Short Stories
vol.9Neem(1/5)
So what do you suppose was the biggest souvenir I brought back from my trip? It was so big it wouldn’t fit into my suitcase.
I was no longer surprised or alarmed at this sort of unabashedly childish remark.
She had two small black eyes right in the middle of a round face that looked like a Western doll. Her mouth, though, showed signs of aggression that kept me on my guard. She was no beauty, but she was type children are naturally drawn to. The reason I was able to calmly respond with, I know. The answer is ‘words,’ was because I knew she was dead.

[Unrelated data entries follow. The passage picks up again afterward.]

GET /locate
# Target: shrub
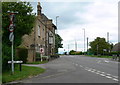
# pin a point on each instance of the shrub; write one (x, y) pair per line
(22, 54)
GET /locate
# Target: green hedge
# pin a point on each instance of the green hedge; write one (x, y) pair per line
(54, 56)
(22, 54)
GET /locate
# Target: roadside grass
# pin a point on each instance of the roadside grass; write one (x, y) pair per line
(37, 62)
(27, 72)
(0, 79)
(99, 56)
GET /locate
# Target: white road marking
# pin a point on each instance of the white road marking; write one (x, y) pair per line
(81, 66)
(102, 74)
(115, 79)
(106, 61)
(97, 73)
(115, 76)
(108, 74)
(76, 64)
(108, 77)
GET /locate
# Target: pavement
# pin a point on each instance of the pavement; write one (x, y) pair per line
(76, 69)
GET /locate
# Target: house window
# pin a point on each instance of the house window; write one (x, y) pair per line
(38, 31)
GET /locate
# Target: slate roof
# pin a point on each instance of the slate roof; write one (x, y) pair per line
(116, 47)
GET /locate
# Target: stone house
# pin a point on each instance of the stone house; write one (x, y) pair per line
(42, 36)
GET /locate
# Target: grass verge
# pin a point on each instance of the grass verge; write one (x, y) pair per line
(38, 62)
(26, 72)
(99, 56)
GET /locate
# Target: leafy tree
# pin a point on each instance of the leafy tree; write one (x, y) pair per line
(72, 52)
(58, 42)
(98, 46)
(24, 22)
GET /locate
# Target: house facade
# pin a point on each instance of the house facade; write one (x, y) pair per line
(42, 36)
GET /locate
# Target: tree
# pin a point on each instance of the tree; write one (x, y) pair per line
(24, 22)
(58, 42)
(99, 45)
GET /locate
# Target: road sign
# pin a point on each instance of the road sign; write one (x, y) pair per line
(11, 37)
(15, 62)
(41, 50)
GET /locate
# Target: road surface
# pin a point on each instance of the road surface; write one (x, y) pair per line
(77, 69)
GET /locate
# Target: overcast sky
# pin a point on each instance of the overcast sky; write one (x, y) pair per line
(97, 17)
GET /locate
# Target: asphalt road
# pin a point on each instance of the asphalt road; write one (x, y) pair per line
(77, 69)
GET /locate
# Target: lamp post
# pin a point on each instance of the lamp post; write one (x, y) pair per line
(56, 22)
(84, 40)
(11, 36)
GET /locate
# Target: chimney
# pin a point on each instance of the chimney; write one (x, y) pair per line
(39, 8)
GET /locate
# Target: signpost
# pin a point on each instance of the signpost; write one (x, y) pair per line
(41, 52)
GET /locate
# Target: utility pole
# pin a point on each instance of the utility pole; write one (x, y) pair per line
(108, 42)
(87, 45)
(108, 37)
(11, 36)
(75, 45)
(68, 49)
(56, 23)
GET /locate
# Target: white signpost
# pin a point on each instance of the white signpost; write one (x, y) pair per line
(11, 37)
(41, 52)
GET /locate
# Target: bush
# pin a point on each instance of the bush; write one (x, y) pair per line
(6, 56)
(22, 54)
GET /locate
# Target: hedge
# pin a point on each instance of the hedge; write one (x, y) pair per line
(22, 54)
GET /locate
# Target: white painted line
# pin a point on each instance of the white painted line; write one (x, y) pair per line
(93, 71)
(106, 61)
(102, 74)
(89, 70)
(97, 73)
(115, 76)
(108, 74)
(108, 77)
(81, 66)
(76, 64)
(115, 79)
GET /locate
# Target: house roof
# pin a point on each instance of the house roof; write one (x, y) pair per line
(116, 47)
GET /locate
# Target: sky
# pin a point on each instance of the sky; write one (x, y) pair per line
(97, 17)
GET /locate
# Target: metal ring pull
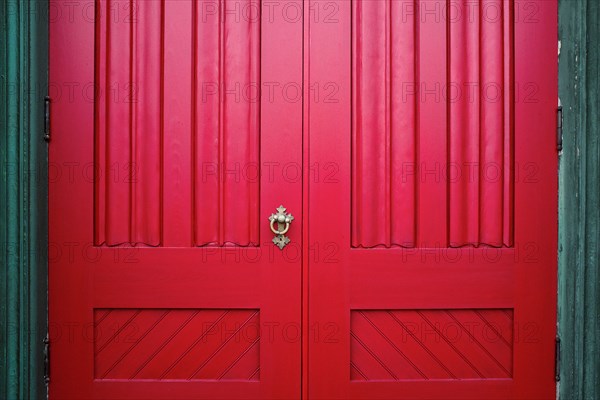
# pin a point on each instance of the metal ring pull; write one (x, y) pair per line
(283, 220)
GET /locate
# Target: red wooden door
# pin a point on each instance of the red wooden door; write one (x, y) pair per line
(442, 213)
(164, 282)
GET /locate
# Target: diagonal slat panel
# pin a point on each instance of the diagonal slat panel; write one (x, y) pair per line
(431, 344)
(176, 344)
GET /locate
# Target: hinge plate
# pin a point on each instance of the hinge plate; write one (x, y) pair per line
(47, 118)
(557, 359)
(559, 128)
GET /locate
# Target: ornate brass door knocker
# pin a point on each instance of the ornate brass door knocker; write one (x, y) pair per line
(283, 220)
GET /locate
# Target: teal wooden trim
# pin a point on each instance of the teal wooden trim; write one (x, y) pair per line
(579, 200)
(23, 197)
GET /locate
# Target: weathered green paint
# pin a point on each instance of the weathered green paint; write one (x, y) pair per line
(23, 197)
(579, 199)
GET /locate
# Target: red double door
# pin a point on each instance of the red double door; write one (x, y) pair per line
(412, 141)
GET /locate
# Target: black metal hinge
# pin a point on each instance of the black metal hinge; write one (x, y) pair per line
(47, 118)
(557, 359)
(47, 359)
(559, 128)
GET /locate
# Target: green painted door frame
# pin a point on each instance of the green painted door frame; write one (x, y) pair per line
(23, 198)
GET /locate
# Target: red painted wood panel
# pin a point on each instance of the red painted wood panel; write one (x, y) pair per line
(460, 176)
(431, 344)
(178, 131)
(176, 344)
(163, 242)
(413, 295)
(481, 194)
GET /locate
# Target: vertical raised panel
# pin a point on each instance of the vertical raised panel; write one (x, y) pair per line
(177, 146)
(146, 137)
(206, 124)
(403, 109)
(432, 143)
(118, 127)
(239, 118)
(383, 132)
(177, 123)
(481, 127)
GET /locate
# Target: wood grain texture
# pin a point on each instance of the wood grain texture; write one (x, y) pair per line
(177, 125)
(432, 149)
(23, 198)
(579, 200)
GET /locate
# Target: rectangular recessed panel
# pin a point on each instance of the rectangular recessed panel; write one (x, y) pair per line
(397, 159)
(183, 344)
(393, 345)
(176, 125)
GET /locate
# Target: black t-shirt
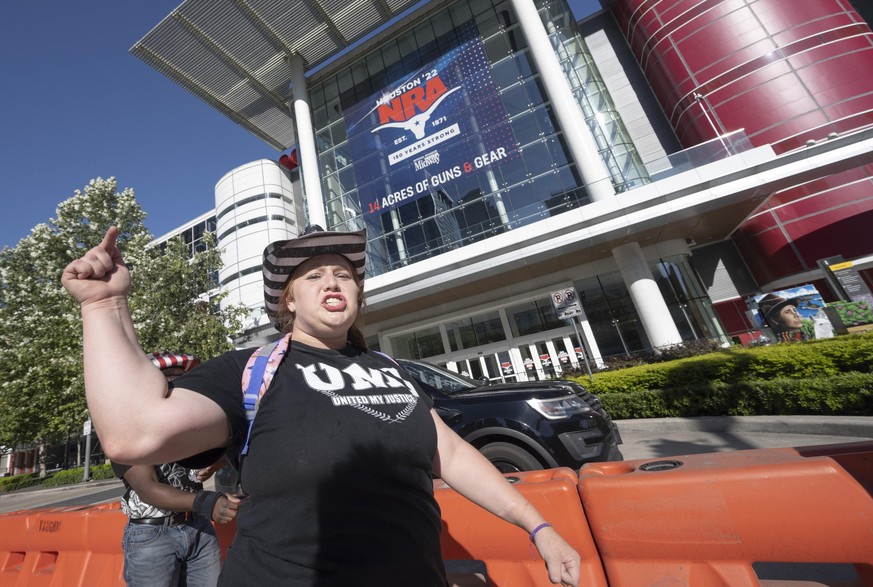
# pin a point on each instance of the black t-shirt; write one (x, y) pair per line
(338, 472)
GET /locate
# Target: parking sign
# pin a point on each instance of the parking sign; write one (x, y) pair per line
(566, 302)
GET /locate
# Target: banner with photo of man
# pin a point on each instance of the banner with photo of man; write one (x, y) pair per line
(425, 131)
(792, 314)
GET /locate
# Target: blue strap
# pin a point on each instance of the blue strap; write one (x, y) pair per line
(251, 394)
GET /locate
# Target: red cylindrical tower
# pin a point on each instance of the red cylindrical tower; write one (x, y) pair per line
(786, 72)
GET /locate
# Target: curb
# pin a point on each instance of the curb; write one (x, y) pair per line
(853, 426)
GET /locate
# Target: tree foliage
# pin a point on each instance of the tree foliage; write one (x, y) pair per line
(41, 386)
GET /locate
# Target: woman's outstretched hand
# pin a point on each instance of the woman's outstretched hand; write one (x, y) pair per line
(98, 275)
(562, 561)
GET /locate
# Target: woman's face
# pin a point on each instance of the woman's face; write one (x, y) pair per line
(789, 318)
(324, 300)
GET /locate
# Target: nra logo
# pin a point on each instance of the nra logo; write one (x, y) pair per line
(412, 109)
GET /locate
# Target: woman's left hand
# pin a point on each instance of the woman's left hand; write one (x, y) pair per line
(562, 561)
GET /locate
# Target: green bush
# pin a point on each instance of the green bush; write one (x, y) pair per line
(799, 360)
(71, 476)
(831, 376)
(18, 482)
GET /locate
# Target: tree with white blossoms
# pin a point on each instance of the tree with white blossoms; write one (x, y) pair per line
(174, 302)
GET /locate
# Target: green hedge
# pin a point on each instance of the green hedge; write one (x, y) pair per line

If Miho had still been alive ― if she was still in that poor village, a three-hour twisting, turning drive into the mountains outside the inland city of Sagar, India, still teaching at that school she had built using her divorce settlement, living without electricity, plumbing or TV among children she taught to read and write ― children who had nothing to look forward to other than a life of growing and harvesting vegetables and rape blossoms ― and occasionally playing Japanese songs for them on a harmonium, a kind of modern koto; if she were still in that tiny village, garnering the respect of no one but the people who lived there, with those children covered in dirt, I would have been awestruck. I would have taken a step backwards and said, A souvenir of your trip? Something too big to fit in your suitcase? I couldn’t even guess. I would have smiled back and looked properly puzzled.
But Miho had escaped from the subcontinent a few years before. She had stayed with her parents for a year and then gone to Osaka, where she lived in a cheap apartment until she died of hepatitis she had contracted in India. So when I was listening to this chatter, Miho was nothing more than a leaf, one with veins visible on either side of it. In the end, she was just a normal Japanese person; I could pick her, the leaf, up and hold her to the sun and see it shining through her. Ha! She was no different from me.
People, like death, become more familiar the closer they get, and easier to understand. Things are frightening when they don’t make sense, and stop being so when they do. Although it was unexpected and made me wary for a few moments, I decided that it was like her to die the way she had.